Cheminformatics-aided discovery of small-molecule Protein-Protein Interaction (PPI) dual inhibitors of Tumor Necrosis Factor (TNF) and Receptor Activator of NF-κB Ligand (RANKL)

• Published in: PLoS computational biology Vol. 13; no. 4; p. e1005372
• Main Authors: Melagraki, Georgia, Ntougkos, Evangelos, Rinotas, Vagelis, Papaneophytou, Christos, Leonis, Georgios, Mavromoustakos, Thomas, Kontopidis, George, Douni, Eleni, Afantitis, Antreas, Kollias, George
• Format: Journal Article
• Language: English
• Published: United States Public Library of Science 01.04.2017; Public Library of Science (PLoS)
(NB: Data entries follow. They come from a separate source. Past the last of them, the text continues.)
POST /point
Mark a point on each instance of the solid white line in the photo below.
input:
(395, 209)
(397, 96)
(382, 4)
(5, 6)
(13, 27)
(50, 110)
• Subjects: Animals; Anti-Inflammatory Agents - metabolism; Anti-Inflammatory Agents - pharmacology; Biology and Life Sciences; Bone Marrow Cells; Cell Line; Cell Survival - drug effects; Cells, Cultured; Computer Simulation; Drug Discovery - methods; Humans; Ligands; Medicine and Health Sciences; Mice; Physical Sciences; Protein Interaction Domains and Motifs - drug effects; RANK Ligand - antagonists & inhibitors; RANK Ligand - metabolism; Research and Analysis Methods; Tumor Necrosis Factor-alpha - antagonists & inhibitors; Tumor Necrosis Factor-alpha - metabolism
• ISSN: 1553-7358; 1553-734X; 1553-7358
• DOI: 10.1371/journal.pcbi.1005372

We present an in silico drug discovery pipeline developed and applied for the identification and virtual screening of small-molecule Protein-Protein Interaction (PPI) compounds that act as dual inhibitors of TNF and RANKL through the trimerization interface. The cheminformatics part of the pipeline was developed by combining structure-based with ligand-based modeling using the largest available set of known TNF inhibitors in the literature (2481 small molecules). To facilitate virtual screening, the consensus predictive model was made freely available at: http://enalos.insilicotox.com/TNFPubChem/. We thus generated a priority list of nine small molecules as candidates for direct TNF function inhibition. In vitro evaluation of these compounds led to the selection of two small molecules that act as potent direct inhibitors of TNF function, with IC50 values comparable to those of a previously-described direct inhibitor (SPD304), but with significantly reduced toxicity. These molecules were also identified as RANKL inhibitors and validated in vitro with respect to this second functionality. Direct binding of the two compounds was confirmed both for TNF and RANKL, as well as their ability to inhibit the biologically-active trimer forms. Molecular dynamics calculations were also carried out for the two small molecules in each protein to offer additional insight into the interactions that govern TNF and RANKL complex formation. To our knowledge, these compounds, namely T8 and T23, constitute the second and third published examples of dual small-molecule direct function inhibitors of TNF and RANKL, and could serve as lead compounds for the development of novel treatments for inflammatory and autoimmune diseases.